Białkowy kokosowy omlet biszkoptowy ze śliwkami smażonymi z cukrem trzcinowym na oleju kokosowym
Nie sądziłam, że macie o mnie tak złe zdanie... Tyle razy zostałam wczoraj wyzwana od buraka - no cóż, ale w gruncie rzeczy ci, którzy mnie tak nazwali - mieli rację. :D Bo to właśnie burak był owym tajemniczym składnikiem wczorajszego śniadania. Dzisiaj natomiast śniadania nie jem sama, bo w towarzystwie Sandry i Ash.

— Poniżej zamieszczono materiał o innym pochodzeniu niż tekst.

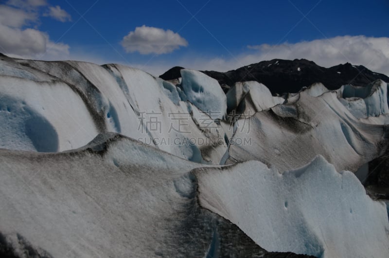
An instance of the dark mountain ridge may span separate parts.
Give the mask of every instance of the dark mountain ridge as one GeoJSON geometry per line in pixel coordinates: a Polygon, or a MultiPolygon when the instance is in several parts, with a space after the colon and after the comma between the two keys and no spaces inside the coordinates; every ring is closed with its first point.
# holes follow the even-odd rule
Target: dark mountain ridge
{"type": "MultiPolygon", "coordinates": [[[[178,78],[183,69],[173,67],[159,77],[164,80],[178,78]]],[[[263,61],[226,72],[201,71],[217,80],[225,92],[237,82],[256,81],[265,85],[273,95],[298,92],[303,87],[318,82],[332,90],[346,84],[364,86],[378,79],[389,82],[386,75],[363,66],[346,63],[326,68],[304,59],[263,61]]]]}

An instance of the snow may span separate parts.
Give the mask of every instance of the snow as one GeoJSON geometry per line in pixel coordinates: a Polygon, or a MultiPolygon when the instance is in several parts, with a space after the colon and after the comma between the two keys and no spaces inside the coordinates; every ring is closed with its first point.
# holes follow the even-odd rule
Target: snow
{"type": "Polygon", "coordinates": [[[252,144],[230,146],[226,164],[253,159],[284,171],[320,155],[337,171],[356,171],[379,155],[377,143],[386,137],[382,123],[377,126],[359,120],[336,92],[318,97],[308,92],[242,121],[234,137],[252,139],[252,144]]]}
{"type": "Polygon", "coordinates": [[[0,92],[1,148],[62,151],[98,133],[82,99],[63,83],[2,76],[0,92]]]}
{"type": "Polygon", "coordinates": [[[0,238],[19,256],[387,257],[387,207],[342,171],[385,150],[386,83],[285,99],[181,73],[0,60],[0,238]]]}
{"type": "Polygon", "coordinates": [[[328,89],[322,83],[314,83],[304,89],[304,91],[312,97],[318,97],[323,93],[328,92],[328,89]]]}
{"type": "Polygon", "coordinates": [[[378,80],[365,87],[347,85],[339,90],[341,102],[355,117],[377,117],[389,113],[388,105],[388,86],[378,80]]]}
{"type": "Polygon", "coordinates": [[[242,101],[245,102],[244,108],[241,110],[244,114],[253,115],[285,101],[280,97],[273,97],[266,86],[255,81],[236,83],[226,96],[229,111],[236,109],[242,101]]]}
{"type": "Polygon", "coordinates": [[[386,207],[366,194],[353,173],[338,173],[320,156],[279,172],[253,161],[196,170],[200,205],[270,251],[387,257],[386,207]]]}
{"type": "Polygon", "coordinates": [[[54,154],[0,150],[0,235],[17,256],[267,253],[198,205],[190,172],[207,166],[130,138],[106,133],[85,147],[54,154]]]}
{"type": "Polygon", "coordinates": [[[194,70],[182,69],[181,86],[188,100],[212,119],[221,119],[226,115],[226,95],[219,83],[213,78],[194,70]]]}
{"type": "MultiPolygon", "coordinates": [[[[0,147],[62,151],[110,131],[198,162],[219,164],[226,152],[225,142],[215,140],[219,136],[224,139],[223,129],[213,124],[218,131],[210,135],[213,141],[208,140],[210,135],[205,135],[192,117],[191,104],[180,86],[120,65],[17,61],[1,61],[0,120],[4,125],[0,128],[0,147]],[[185,125],[177,128],[182,120],[185,125]],[[194,144],[188,144],[187,140],[192,138],[194,144]]],[[[225,115],[225,95],[216,81],[193,73],[196,75],[191,83],[205,83],[203,88],[209,89],[214,84],[213,93],[206,91],[197,96],[201,102],[202,94],[206,94],[212,101],[204,103],[211,105],[196,103],[194,93],[189,94],[190,102],[212,116],[202,118],[212,123],[225,115]]]]}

Póki co co prawda tylko wirtualnym, ale kto to wie, jak będzie z kolejnymi!
TYDZIEŃ W RYTMIE PONIEDZIAŁKU vol. 3: o tym, co w Empiku
Ten tydzień zaczynam od przesłuchania wyśpiewanego otulającym głosem Chrisa Cornella "Audioslave". A Wy którą z trzech wcześniej wymienionych pozycji wybieracie? :)
BIAŁKOWY OMLET KOKOSOWY
3 białka
żółtko
30 g mąki kokosowej*
łyżka oleju kokosowego
szczypta soli
Białka ubijam ze szczyptą soli na sztywną pianę. Zmniejszam obroty miksera i dodaję żółtko i olej, a następnie wysypuję mąkę i miksuję tylko do połączenia się składników. Przekładam masę na lekko natłuszczoną patelnię i smażę na małym ogniu dopóki boki omletu nie będą ścięte. Następnie delikatnie przewracam go na drugą stronę i smażę pod przykryciem przez kolejne 10 minut (ja smażyłam tylko ok. 5 minut - w imię zasady Marian głodny, Marian zły - i trochę przez to opadł). Podałam ze śliwkami usmażonymi na oleju kokosowym z łyżką cukru trzcinowego.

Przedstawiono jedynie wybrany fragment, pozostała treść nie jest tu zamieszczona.